Foto: Andreas Woitschützke

Die Passionsspiele in Oberammergau, die Festspiele in Bregenz und eine 45-tägige Weltreise – das ist nur ein Ausschnitt jener Reisen, die Ludwig Sarlette wegen der Corona-Pandemie streichen musste. „Alles abgesagt“, sagt der Reiseveranstalter aus Neuss. Seit Ausbruch der Corona-Pandemie besteht sein Alltag vor allem aus Stornierungen, Rückabwicklungen, Gesprächen mit Kunden sowie Bus- und Flugunternehmen, Hotels und anderen Partnern aus der Branche. Seit mehr als 30 Jahren ist Sarlette im Geschäft und organisiert exklusive Reisen. „Was wir jetzt durchmachen, ist die schwierigste Zeit, die ich dabei erlebt habe“, sagt er.

Der Unternehmer hat Verständnis für die Corona-Schutzmaßnahmen. Die Gesundheit steht für ihn an erster Stelle. Aber es fehle an der Möglichkeit, verlässliche Planungen für die Zukunft aufnehmen zu können. Dabei stelle die Reiseveranstalter auch der „Flickenteppich“ an Corona-Erlässen vor Herausforderungen. „Jedes Land, jeder Kreis, jede Stadt hat ihre eigenen Anordnungen und Vorgehensweisen“, sagt er. Das bedeute einen kaum stemmbaren organisatorischen Aufwand. „Zumal Busreisen zum Beispiel momentan wirtschaftlich eigentlich gar nicht darstellbar sind.“

Das bestätigt Wolfgang Schröder. Der Unternehmer aus Neuss ist in dritter Generation im Mietomnibusgeschäft tätig. Er hat 13 Fahrzeuge – sieben Reisebusse, vier Linienfahrzeuge, die im Schulbusbetrieb zum Beispiel für Schwimmbadfahrten eingesetzt werden, und zwei Fahrzeuge mit 16 Sitzen für kleinere Gruppen. „Reisen finden nicht statt, Schulfahrten sind ausgesetzt, Schulausflüge abgesagt und Messen gibt es in diesem Jahr auch nicht“, sagt Schröder. „Seit März ist unser komplettes Geschäft weggebrochen, Buchungen kommen praktisch nicht rein.“ Zwar habe er staatliche Soforthilfe erhalten, aber die habe lediglich für einen Monat gereicht.
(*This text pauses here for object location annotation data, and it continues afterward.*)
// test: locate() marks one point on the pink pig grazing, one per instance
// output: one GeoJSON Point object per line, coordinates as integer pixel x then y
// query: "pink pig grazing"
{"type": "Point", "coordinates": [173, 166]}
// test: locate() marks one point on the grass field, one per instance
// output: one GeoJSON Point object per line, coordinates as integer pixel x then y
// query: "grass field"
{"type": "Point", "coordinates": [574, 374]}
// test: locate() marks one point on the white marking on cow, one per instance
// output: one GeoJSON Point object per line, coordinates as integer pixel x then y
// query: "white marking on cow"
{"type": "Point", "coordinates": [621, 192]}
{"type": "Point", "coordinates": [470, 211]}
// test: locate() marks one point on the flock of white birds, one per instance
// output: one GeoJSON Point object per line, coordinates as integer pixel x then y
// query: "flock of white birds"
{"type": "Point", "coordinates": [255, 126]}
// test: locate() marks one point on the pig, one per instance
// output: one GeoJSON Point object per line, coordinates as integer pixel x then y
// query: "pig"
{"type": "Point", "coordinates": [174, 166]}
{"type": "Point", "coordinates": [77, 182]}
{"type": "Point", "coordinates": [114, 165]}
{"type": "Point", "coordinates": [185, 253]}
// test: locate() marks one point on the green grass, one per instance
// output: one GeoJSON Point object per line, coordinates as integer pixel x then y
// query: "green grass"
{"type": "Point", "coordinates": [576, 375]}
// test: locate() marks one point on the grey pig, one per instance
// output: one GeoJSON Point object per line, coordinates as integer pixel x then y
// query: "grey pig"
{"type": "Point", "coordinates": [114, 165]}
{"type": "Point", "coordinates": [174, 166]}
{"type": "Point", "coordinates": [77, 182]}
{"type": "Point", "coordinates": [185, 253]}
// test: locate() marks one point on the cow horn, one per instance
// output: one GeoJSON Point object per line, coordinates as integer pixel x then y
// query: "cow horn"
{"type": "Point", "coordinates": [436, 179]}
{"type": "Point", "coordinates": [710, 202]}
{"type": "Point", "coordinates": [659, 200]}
Seine Mitarbeiter sind in Kurzarbeit, aber die Kosten für die Fahrzeuge laufen weiter. „Da braucht unsere Branche dringend staatliche Hilfe, die nicht zurückgezahlt werden muss“, sagt er. Kredite würden nicht helfen. Busse seien schließlich in der Anschaffung teuer und würden bereits entsprechend finanziert. „Und die Einnahmen für dieses Jahr sind uns ja nahezu komplett weggebrochen“, sagt Schröder. Ähnlich hatte kürzlich der Domaganer Busunternehmer Turgay Afan argumentiert.

Das Reise-Jahr 2020 hat Wolfgang Schröder im Grunde schon abgehakt. Da ändern auch die Corona-Lockerungen nichts. Laut NRW-Plan dürfen Reisebusse unter strengen Auflagen zwar wieder fahren. Aber das sei mehr etwas für das Papier. In der Praxis sei das alles kaum umsetzbar. „Entweder reduziert sich die Zahl der Reisenden im Bus wegen der Abstandsregeln von 50 auf 16 bis 18. Aber dann würden die Preise enorm nach oben gehen“, erklärt Schröder. „Oder Fahrgäste müssten für die gesamte Reise im Bus einen Mund-Nase-Schutz tragen. So will aber keiner verreisen.“

Hinzu komme der Flickenteppich an Regelungen in Deutschland. Bei einer Reise an Nord- oder Ostsee müsse der Bus zum Beispiel durch mehrere Bundesländer. „Was in NRW an Corona-Regeln gilt, ist aber schon in Hessen nicht unbedingt der Fall“, sagt Schröder. Er müsse sich also durch zahlreiche Länder-Regeln wälzen und schauen, was wo und wie erlaubt ist. So lobenswert der Föderalismus sei: „Als Unternehmer brauchen wir einheitliche Regelungen“, sagt Schröder.